“Oh woe unto me I’m in a desperate state.
Looking for love that will fulfill me.
Maybe engraved from deep within
is that I should be loved, loved to the brim. Coz it feels like, I’ve been waiting for a long time, to fill this emptiness…” Written & Recorded By Indi Artist: Jennifer Kamikazi
Technology continues to amaze me. After all, we now have smart cars, smart doorbells, smart houses, flying drones delivering goods, computers in our pockets, Siri and Alexa, all of which have capabilities involving voice command. I’m in what they used to call, future shock.
If you’re a Star Trek: The Next Generation fan, you might remember the often spoken words directed to the food replicator, via Capt. Picard, “Earl Grey. Hot.” Immediately, Capt. Picard’s hot cup of English tea appears. WE ARE THERE!
Photo: Skitterphoto via Pexels
Just in time for Thanksgiving in the USA, we now have available to us, the Alexa Faucet. Yes, you guessed it. You simply tell your kitchen faucet how much water you want, and “poof”, you get it. If you want a cup, a glass, or thimble of H2O, just say so. No touch necessary. What you say is what you get. Just phenomenal.
Someone with a curious mind might ask how much water they should to ask for.

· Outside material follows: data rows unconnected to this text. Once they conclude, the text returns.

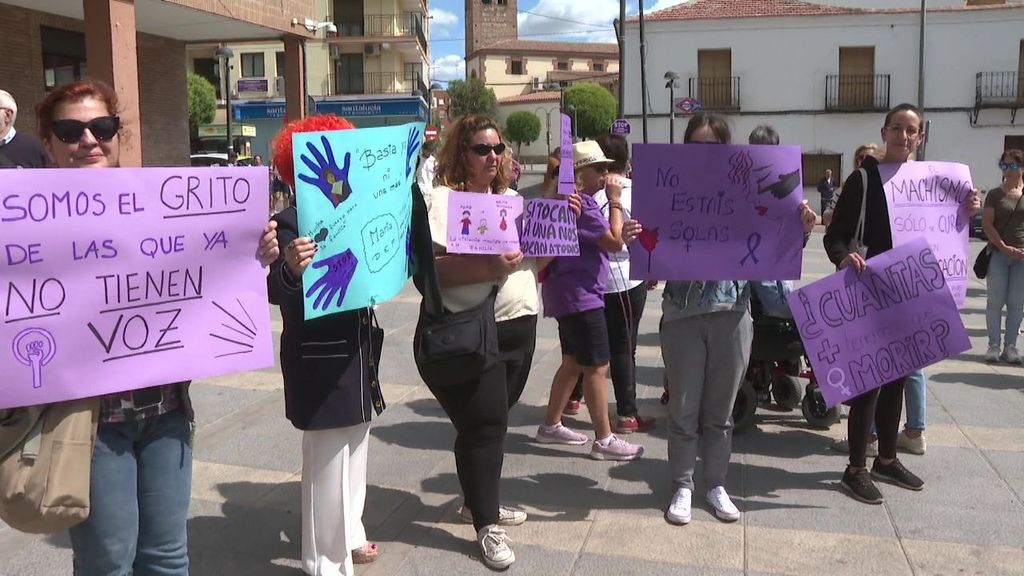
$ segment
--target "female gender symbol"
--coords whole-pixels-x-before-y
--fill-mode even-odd
[[[42,368],[49,364],[57,353],[53,335],[42,328],[28,328],[14,337],[12,348],[18,362],[32,367],[32,387],[41,388]]]

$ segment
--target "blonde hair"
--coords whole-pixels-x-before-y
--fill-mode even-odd
[[[477,114],[467,114],[452,122],[445,132],[444,145],[437,154],[437,181],[442,186],[453,190],[465,190],[468,174],[463,156],[469,151],[469,139],[477,132],[483,130],[494,130],[498,134],[498,140],[504,142],[501,137],[501,129],[494,123],[494,120]],[[491,190],[502,192],[508,188],[512,181],[512,162],[510,157],[502,155],[498,161],[498,174],[491,181]]]
[[[861,152],[870,152],[872,156],[878,158],[882,154],[882,149],[878,146],[878,144],[875,144],[874,142],[868,142],[867,144],[862,144],[861,146],[857,147],[857,151],[853,153],[854,168],[860,167],[860,165],[857,164],[857,157],[860,156]]]

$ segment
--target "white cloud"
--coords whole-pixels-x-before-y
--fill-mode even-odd
[[[618,0],[540,0],[528,10],[532,14],[519,14],[519,37],[524,40],[562,36],[579,42],[615,42],[612,21],[619,17]]]
[[[434,58],[430,66],[430,80],[462,80],[466,77],[466,61],[458,54]]]
[[[455,26],[459,23],[459,17],[444,8],[431,8],[430,17],[431,24],[434,26]]]

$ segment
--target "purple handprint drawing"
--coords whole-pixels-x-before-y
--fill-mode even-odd
[[[412,175],[412,171],[416,168],[416,162],[413,160],[416,155],[420,152],[420,147],[423,142],[420,140],[420,129],[413,126],[409,128],[409,140],[405,145],[405,177],[408,178]]]
[[[320,143],[324,148],[323,153],[317,150],[312,142],[306,143],[306,148],[309,149],[312,158],[305,154],[302,154],[300,158],[313,172],[313,176],[299,174],[299,179],[319,188],[320,192],[337,208],[352,195],[352,187],[348,183],[348,169],[352,164],[352,153],[345,153],[345,164],[339,168],[327,136],[321,136]]]
[[[331,306],[340,307],[345,300],[345,293],[348,292],[348,285],[355,276],[356,266],[359,260],[352,253],[352,249],[345,250],[341,254],[328,256],[323,260],[313,263],[314,269],[326,268],[324,275],[317,279],[309,290],[306,291],[306,298],[317,294],[313,301],[313,308],[328,310]],[[334,302],[337,296],[337,302]]]

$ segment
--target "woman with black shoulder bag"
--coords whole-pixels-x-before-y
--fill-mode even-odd
[[[979,257],[978,264],[988,257],[987,269],[981,278],[986,278],[988,287],[985,324],[988,328],[988,351],[986,362],[1020,364],[1017,351],[1017,335],[1021,320],[1024,319],[1024,151],[1007,150],[999,158],[999,169],[1003,172],[1003,183],[985,196],[985,209],[981,213],[981,225],[985,229],[989,245]],[[1003,335],[1003,349],[1000,354],[999,328],[1006,308],[1006,331]]]

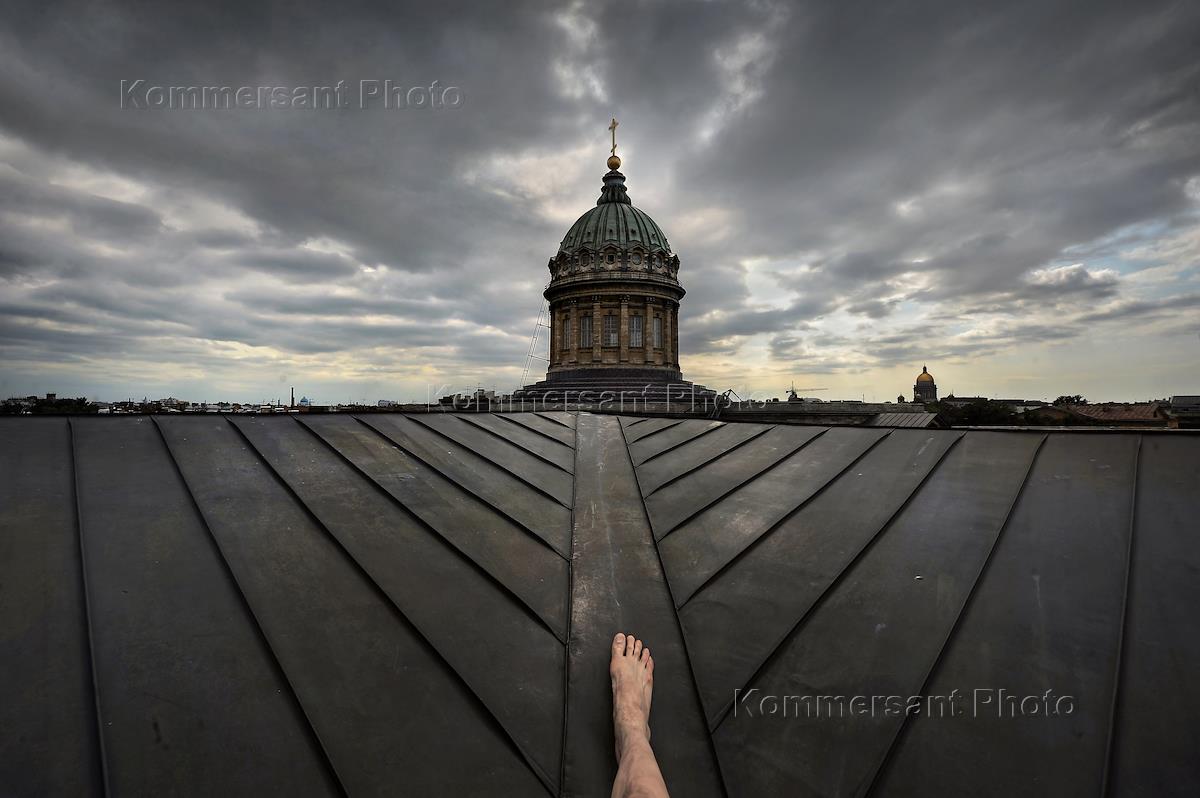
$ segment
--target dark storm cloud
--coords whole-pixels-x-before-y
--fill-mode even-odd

One might ask the Alexa Faucet to just deliver half a glass. Another might ask for a full glass. One might ask for cold water while someone else may say (Using their best Patrick Stewart accent.), “Water. Hot.” I would venture to say that nobody asks Alexa for a half “empty” glass. Either way, Alexa will provide on demand.
When hiking in the mountains of New Mexico, you might prefer a full water bottle. If the bottle is only half full, I will assume your trip up the slopes could very well be a short one on a hot day. Soak in the idea for a moment.
The way Thanksgiving goes in America, most will over-indulge in the delights on the table spread out for the taking. Some will pour soft drinks (pop), some milk, some wine, some beer, some coffee, and some water or tea. But you can bet, most will choose a “full” glass. Why not? We’re celebratory. Here’s to ya!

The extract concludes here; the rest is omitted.